Jack had told them he needed a stop on the way for a bag of readymix concrete. He said that he would sit in the back of the car, that he needed to think. He sat in the back of the car and concentrated on an approach from the south side over Magazine Hill, and diversions on the north side near the guarded perimeters of Defence Headquarters.
They could rent a service flat in Pretoria, Ros said. It wouldn't be difficult to find one, but it would be expensive.
Jack passed her a wad of rand notes. He slipped back to his thinking.
How much could he ask of them, of Jan and Ros?
* * *
Two detectives, with the two original photo-fits and also with a third photo-fit that was an amalgam of the shopkeepers' opinions, were briefed to visit the city's four and five star hotels. Other teams were directed towards the two and three star hotels, the booking offices of South African Airways, of the European airlines, and to Jan Smuts.
Every one of them worked from John Vorster Square, had been violated by the bomb. The two with the four and five star list appreciated that the hotels worked shift systems of reception and porter staff. They knew that if they drew blanks with this visit that they must come back to interview those staff who were not on duty that Monday morning.
At the Landdrost, first visit, the detective found the Indian day porter on duty. He left his colleague with the brunette on reception, poring over the composite photo-fit. She had known the face. The detective showed the day porter the photo-fits.
The day porter recalled the features. He had quite liked the man. He'd had a good tip for arranging the visit to Soweto, and another tip when the man had checked out. He nodded his head. He understood that the detective was from the security police. And if it was the security police then it was not pilfering or the fraudulent use of a credit card, it was sedition or terrorism. Heavily, the day porter nodded.
He wrote a room number on a slip of paper and pushed it across his desk to the detective. He was asked whether he knew the man's name.
"His name was Mr Curwen."
"Was?"
"The middle of last week he left, sir."
The day porter was in work. Not big pay but the tips were good. He'd remembered this man, for courtesy and for a warm word of thanks when the man had gone, carrying his own suitcase out, he hadn't forgotten that. It hurt the day porter to implicate the young Englishman.
The detective went to the cashier's desk. With the name and the room number it took only half a minute for him to be given a copy of the bill, and the dates of the guest's stay.
Soon afterwards a watch salesman from Port Elizabeth, sleeping in late with a Coloured call girl, was disturbed in his room. They were given two minutes to get their clothes on.
The salesman was in the corridor zipping his trousers, his 100 rand companion was beside him buttoning her blouse, as the dog was unleashed in the room. The salesman, in increasing desperation, tried without success to discover why his room was being searched. The detectives stayed in the corridor and gave him no satisfaction. Just the handler and his small black labrador dog in the room.

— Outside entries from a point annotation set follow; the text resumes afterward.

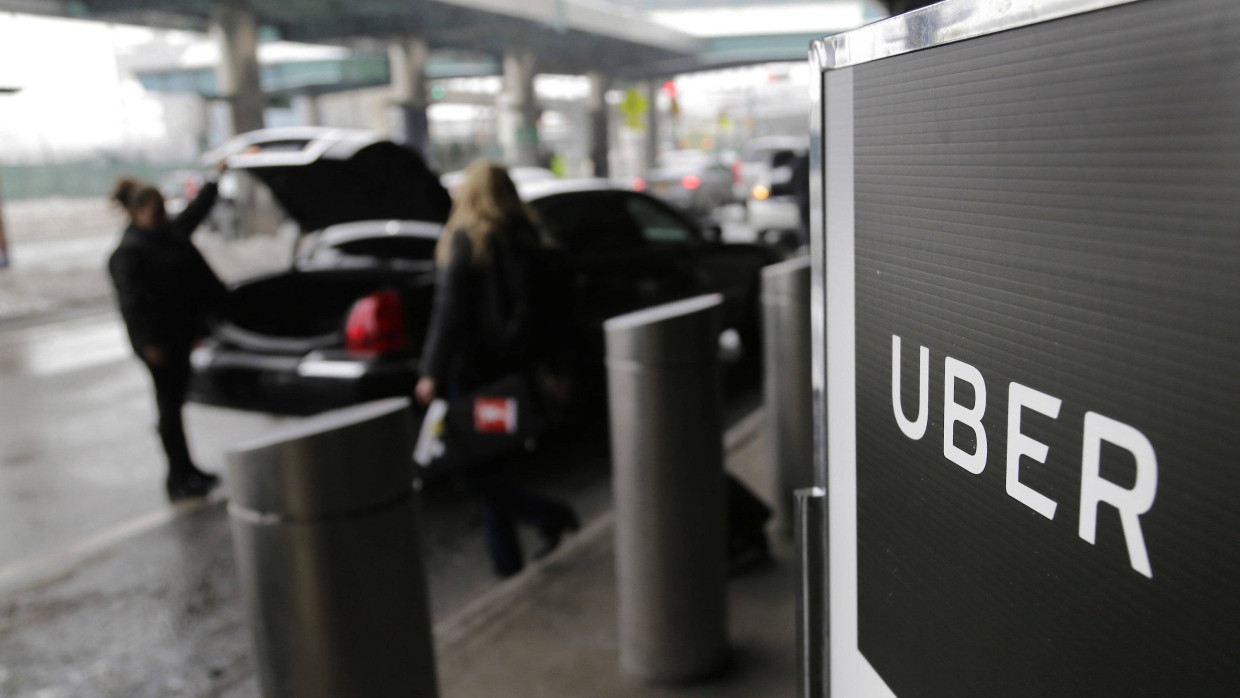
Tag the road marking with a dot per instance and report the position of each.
(51, 564)
(68, 346)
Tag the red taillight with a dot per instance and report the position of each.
(376, 325)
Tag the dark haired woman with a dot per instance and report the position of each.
(166, 291)
(484, 327)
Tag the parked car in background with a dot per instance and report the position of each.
(693, 181)
(630, 251)
(453, 180)
(764, 175)
(346, 322)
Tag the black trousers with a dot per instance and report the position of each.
(505, 505)
(171, 383)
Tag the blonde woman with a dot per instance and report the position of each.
(486, 325)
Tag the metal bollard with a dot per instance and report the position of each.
(667, 474)
(325, 528)
(789, 393)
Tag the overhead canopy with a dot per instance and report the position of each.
(568, 36)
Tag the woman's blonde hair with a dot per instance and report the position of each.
(485, 201)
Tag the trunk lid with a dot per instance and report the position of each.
(329, 176)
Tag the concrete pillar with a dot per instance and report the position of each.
(597, 107)
(234, 29)
(651, 145)
(306, 106)
(517, 113)
(407, 62)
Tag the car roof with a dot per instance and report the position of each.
(754, 146)
(542, 189)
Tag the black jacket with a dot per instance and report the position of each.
(505, 314)
(164, 287)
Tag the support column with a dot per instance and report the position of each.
(4, 239)
(407, 62)
(234, 29)
(600, 132)
(517, 113)
(651, 144)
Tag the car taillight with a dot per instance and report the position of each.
(376, 325)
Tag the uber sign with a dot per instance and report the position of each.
(1028, 350)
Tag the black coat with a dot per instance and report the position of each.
(164, 287)
(507, 313)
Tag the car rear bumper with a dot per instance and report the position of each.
(295, 384)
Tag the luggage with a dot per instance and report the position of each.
(497, 419)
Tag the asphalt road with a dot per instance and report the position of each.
(106, 590)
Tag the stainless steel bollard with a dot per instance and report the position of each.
(325, 528)
(789, 393)
(667, 472)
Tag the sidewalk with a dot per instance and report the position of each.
(552, 631)
(155, 611)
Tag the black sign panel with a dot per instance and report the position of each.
(1047, 238)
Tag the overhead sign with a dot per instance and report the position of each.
(1028, 350)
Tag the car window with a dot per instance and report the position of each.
(657, 225)
(589, 221)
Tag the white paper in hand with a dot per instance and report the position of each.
(430, 438)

The dog explored the bed, and the drawers of the bedside tables, no reaction. It covered the desk beside the window, and the drawers there. It went past the television set. The cold nose flitted over the dressing table. The dog and the handler had made a slow circuit of the room when they reached the wardrobe in the corner opposite the bathroom door.
The dog snorted.
It had been trained over months to recognise the scent of minute traces of explosive. The dog had no skill at tracking a man, nor at finding hard or soft drugs in luggage. It was an explosive sniffer dog. The dog pawed at the wardrobe door, scratched at the varnish finish. The handler slid open the door. The dog sniffed hard into the bottom corner of the wardrobe, then up to the inside of the door. The dog barked, the tail going, then came out of the wardrobe and sat, and the handler gave it a biscuit.
"There were explosives in this cupboard," the handler told the detectives. "My guess would be that the suspect had traces on his hands from handling the explosives when he closed the cupboard door. The dog has found the traces inside only, but the outside would have been cleaned by the maid staff. But there's no doubt, there were explosives very recently in this room."